On this day in 1991, 10 turbines were switched on at Delabole onshore wind farm in north Cornwall, powering 2,700 homes a year. The project, now owned by Good Energy, has since been upgraded, more than doubling its capacity, thanks to rapid technological advances.
Celebrating the anniversary, Good Energy’s Chief Executive Juliet Davenport OBE said: “This is an incredible achievement for the renewable industry – and a big moment for Delabole. Since the turbines started turning, renewable technologies have come a long way, with wind power generating a record-breaking 12% of the UK’s electricity in 2015.
“The success of the wind farm has largely been down to the support of the local community who are the real custodians of this site. It’s thanks to them and their belief in the project that has helped make Delabole the perfect model for further wind power developments here in the UK.”

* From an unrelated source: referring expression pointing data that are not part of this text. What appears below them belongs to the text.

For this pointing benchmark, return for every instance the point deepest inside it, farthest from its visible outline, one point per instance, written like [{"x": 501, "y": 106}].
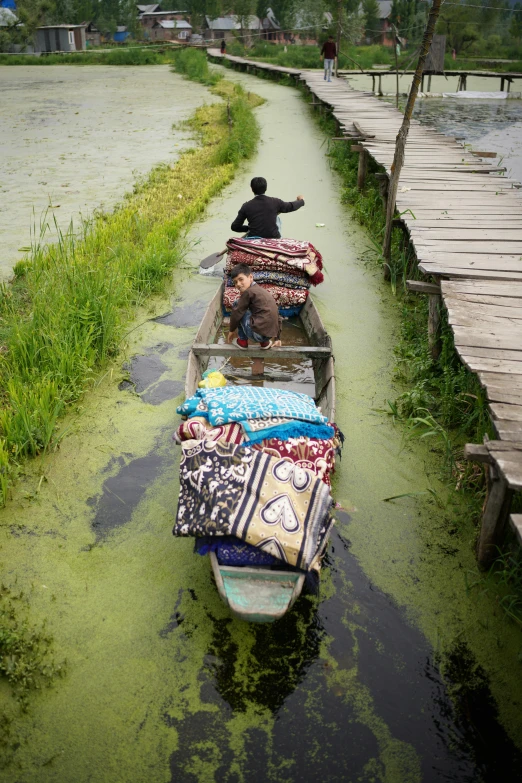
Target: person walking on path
[
  {"x": 329, "y": 53},
  {"x": 261, "y": 212}
]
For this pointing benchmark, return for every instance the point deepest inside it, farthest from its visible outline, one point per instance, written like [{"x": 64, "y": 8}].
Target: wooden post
[
  {"x": 496, "y": 510},
  {"x": 435, "y": 302},
  {"x": 362, "y": 169},
  {"x": 258, "y": 366},
  {"x": 400, "y": 146},
  {"x": 434, "y": 342},
  {"x": 396, "y": 68},
  {"x": 339, "y": 19},
  {"x": 494, "y": 518}
]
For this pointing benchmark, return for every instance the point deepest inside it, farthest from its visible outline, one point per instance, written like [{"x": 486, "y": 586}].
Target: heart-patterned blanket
[{"x": 273, "y": 504}]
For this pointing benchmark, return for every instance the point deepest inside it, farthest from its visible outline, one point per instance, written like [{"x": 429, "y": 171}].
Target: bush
[{"x": 192, "y": 63}]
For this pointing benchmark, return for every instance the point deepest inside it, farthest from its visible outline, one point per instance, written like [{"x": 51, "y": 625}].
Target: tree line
[{"x": 471, "y": 26}]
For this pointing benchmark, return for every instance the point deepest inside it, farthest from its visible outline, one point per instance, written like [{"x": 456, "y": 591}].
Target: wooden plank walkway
[{"x": 464, "y": 220}]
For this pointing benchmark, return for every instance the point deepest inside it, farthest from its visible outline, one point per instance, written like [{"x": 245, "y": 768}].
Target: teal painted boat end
[{"x": 257, "y": 595}]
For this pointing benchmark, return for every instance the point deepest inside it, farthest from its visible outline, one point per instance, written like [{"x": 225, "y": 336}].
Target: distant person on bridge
[
  {"x": 329, "y": 53},
  {"x": 259, "y": 216}
]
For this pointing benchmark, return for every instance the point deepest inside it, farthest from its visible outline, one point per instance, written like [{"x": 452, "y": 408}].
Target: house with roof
[
  {"x": 60, "y": 38},
  {"x": 229, "y": 27},
  {"x": 170, "y": 30},
  {"x": 92, "y": 35},
  {"x": 148, "y": 18}
]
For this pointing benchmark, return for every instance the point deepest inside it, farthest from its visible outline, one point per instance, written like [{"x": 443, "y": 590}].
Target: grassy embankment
[
  {"x": 123, "y": 55},
  {"x": 443, "y": 401},
  {"x": 65, "y": 312},
  {"x": 63, "y": 315}
]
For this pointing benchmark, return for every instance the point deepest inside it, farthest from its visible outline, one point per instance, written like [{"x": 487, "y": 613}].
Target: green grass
[
  {"x": 193, "y": 64},
  {"x": 442, "y": 402},
  {"x": 64, "y": 315}
]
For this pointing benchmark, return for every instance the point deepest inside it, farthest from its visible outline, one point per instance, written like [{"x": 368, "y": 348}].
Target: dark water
[{"x": 467, "y": 118}]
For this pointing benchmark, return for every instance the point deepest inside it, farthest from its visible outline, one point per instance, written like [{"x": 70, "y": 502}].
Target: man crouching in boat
[
  {"x": 255, "y": 315},
  {"x": 259, "y": 216}
]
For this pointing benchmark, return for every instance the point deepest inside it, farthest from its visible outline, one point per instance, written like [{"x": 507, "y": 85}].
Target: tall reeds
[{"x": 63, "y": 315}]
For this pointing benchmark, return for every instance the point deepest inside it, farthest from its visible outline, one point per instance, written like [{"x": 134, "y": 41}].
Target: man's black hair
[
  {"x": 240, "y": 269},
  {"x": 258, "y": 185}
]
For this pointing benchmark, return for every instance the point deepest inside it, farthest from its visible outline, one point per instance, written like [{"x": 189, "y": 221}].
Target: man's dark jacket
[{"x": 260, "y": 214}]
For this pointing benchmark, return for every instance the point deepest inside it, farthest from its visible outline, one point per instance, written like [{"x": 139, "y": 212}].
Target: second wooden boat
[{"x": 260, "y": 594}]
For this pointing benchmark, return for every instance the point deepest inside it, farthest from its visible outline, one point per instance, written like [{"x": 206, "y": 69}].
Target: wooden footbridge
[{"x": 464, "y": 221}]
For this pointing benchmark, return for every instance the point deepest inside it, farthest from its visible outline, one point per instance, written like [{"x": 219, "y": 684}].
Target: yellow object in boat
[{"x": 212, "y": 381}]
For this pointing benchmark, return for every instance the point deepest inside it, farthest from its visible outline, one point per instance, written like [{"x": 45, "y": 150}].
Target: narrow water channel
[{"x": 400, "y": 671}]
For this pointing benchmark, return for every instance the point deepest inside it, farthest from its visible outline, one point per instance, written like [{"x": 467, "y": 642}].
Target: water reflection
[{"x": 471, "y": 119}]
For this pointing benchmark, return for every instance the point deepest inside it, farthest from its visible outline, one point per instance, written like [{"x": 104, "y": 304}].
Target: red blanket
[{"x": 281, "y": 255}]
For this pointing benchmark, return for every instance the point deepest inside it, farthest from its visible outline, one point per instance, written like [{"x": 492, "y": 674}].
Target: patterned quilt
[
  {"x": 276, "y": 255},
  {"x": 239, "y": 403},
  {"x": 267, "y": 502},
  {"x": 284, "y": 297},
  {"x": 285, "y": 279}
]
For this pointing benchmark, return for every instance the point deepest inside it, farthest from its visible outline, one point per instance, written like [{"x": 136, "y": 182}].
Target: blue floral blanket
[{"x": 241, "y": 403}]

There are now more than 1,000 commercial-scale UK wind energy projects operating onshore and offshore, meeting the annual electricity needs of over 9,500,000 British homes.

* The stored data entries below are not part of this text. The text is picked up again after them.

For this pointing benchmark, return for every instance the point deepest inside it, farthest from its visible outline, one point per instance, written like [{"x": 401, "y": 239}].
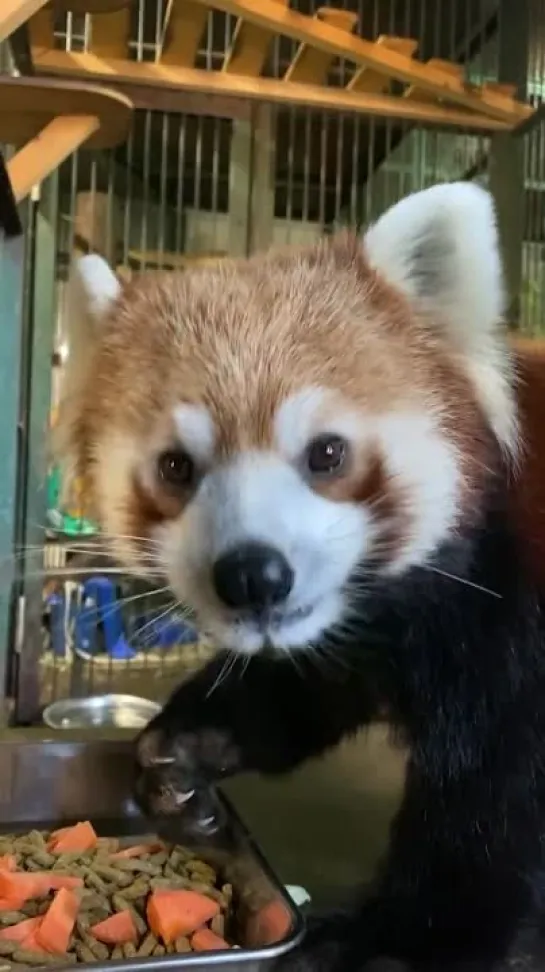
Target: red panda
[{"x": 322, "y": 451}]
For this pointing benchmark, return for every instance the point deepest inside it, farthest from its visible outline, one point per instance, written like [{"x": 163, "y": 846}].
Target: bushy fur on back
[{"x": 213, "y": 403}]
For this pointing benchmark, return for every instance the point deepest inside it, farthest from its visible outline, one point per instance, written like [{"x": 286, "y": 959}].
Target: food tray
[{"x": 59, "y": 779}]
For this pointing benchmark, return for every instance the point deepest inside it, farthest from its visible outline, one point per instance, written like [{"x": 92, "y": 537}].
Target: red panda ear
[
  {"x": 440, "y": 246},
  {"x": 99, "y": 284}
]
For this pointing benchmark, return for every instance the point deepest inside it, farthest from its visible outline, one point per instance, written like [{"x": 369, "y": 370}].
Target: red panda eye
[
  {"x": 326, "y": 454},
  {"x": 176, "y": 468}
]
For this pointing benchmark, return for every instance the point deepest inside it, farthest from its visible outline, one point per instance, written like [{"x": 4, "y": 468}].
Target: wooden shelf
[
  {"x": 432, "y": 93},
  {"x": 93, "y": 6},
  {"x": 14, "y": 13},
  {"x": 47, "y": 120}
]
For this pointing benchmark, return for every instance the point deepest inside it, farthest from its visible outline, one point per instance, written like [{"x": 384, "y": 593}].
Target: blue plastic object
[
  {"x": 56, "y": 604},
  {"x": 102, "y": 591}
]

RenewableUK’s Executive Director Emma Pinchbeck said: “1991 was a year for innovation: in the spring a British scientist introduced the world wide web, and by Christmas, Delabole’s first turbines were turning. And just as the dawn of the internet has changed how we communicate, so renewables are revolutionising the way we generate electricity, replacing old technology with new”.

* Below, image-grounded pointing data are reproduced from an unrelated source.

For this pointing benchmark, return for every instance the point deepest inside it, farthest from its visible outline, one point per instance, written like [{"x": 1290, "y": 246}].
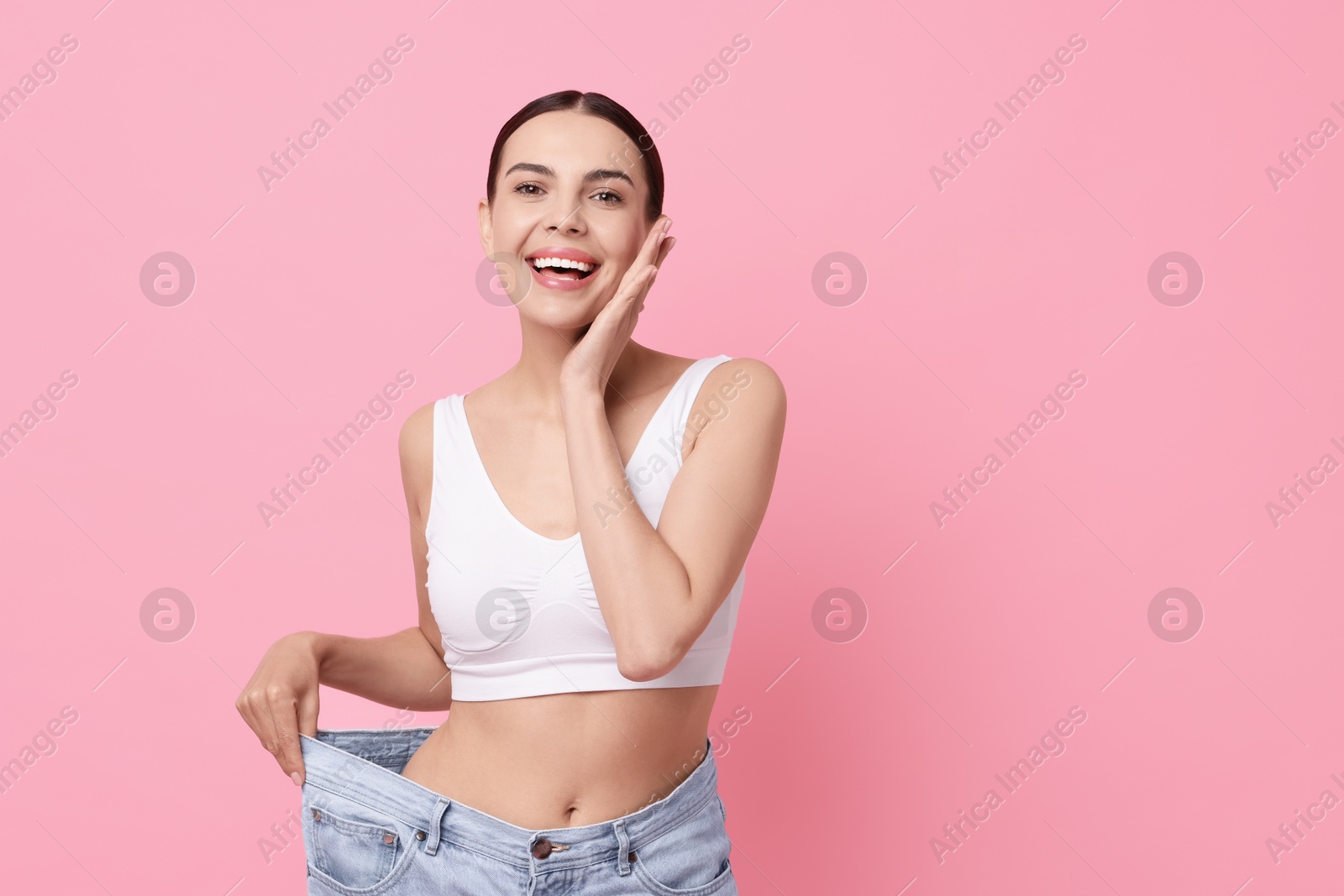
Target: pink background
[{"x": 980, "y": 633}]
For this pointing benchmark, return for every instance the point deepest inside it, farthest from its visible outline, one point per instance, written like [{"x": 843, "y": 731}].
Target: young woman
[{"x": 580, "y": 528}]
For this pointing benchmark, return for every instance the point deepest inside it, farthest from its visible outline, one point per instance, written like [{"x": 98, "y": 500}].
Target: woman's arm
[{"x": 658, "y": 589}]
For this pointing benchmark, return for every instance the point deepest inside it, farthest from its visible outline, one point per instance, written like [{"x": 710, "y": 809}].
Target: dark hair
[{"x": 591, "y": 103}]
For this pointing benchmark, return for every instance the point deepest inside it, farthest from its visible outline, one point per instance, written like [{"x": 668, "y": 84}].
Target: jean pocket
[
  {"x": 353, "y": 849},
  {"x": 689, "y": 860}
]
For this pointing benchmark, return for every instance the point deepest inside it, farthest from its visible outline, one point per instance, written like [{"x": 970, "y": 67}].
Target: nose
[{"x": 569, "y": 221}]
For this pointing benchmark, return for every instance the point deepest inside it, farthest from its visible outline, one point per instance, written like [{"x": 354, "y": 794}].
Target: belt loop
[
  {"x": 436, "y": 826},
  {"x": 622, "y": 848}
]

Over the last 25 years, onshore and offshore wind energy in the UK has generated more than 185 million megawatt hours (MWh) – that’s enough to power over three-quarters of a billion computers for a year, giving us internet access.
She continued: “Wind power is now a mainstream power source in Britain, outperforming and replacing old fashioned coal. It’s a crucial part of our new energy system, which is designed to deliver the energy the country needs in the smartest way possible”.
A quarter of our nation’s electricity now comes from renewable sources – nearly half of that from wind alone. Using wind has meant the UK has avoided burning more than 106 million tonnes of coal over the last 25 years.
Ms Pinchbeck concluded: “Onshore and offshore wind are providing industrial-scale benefits to our modern economy, supporting tens of thousands of jobs, and attracting billions of pounds in investment to the UK as the global energy market goes renewable. And we’re helping consumers, as onshore wind is the cheapest way to generate new power”.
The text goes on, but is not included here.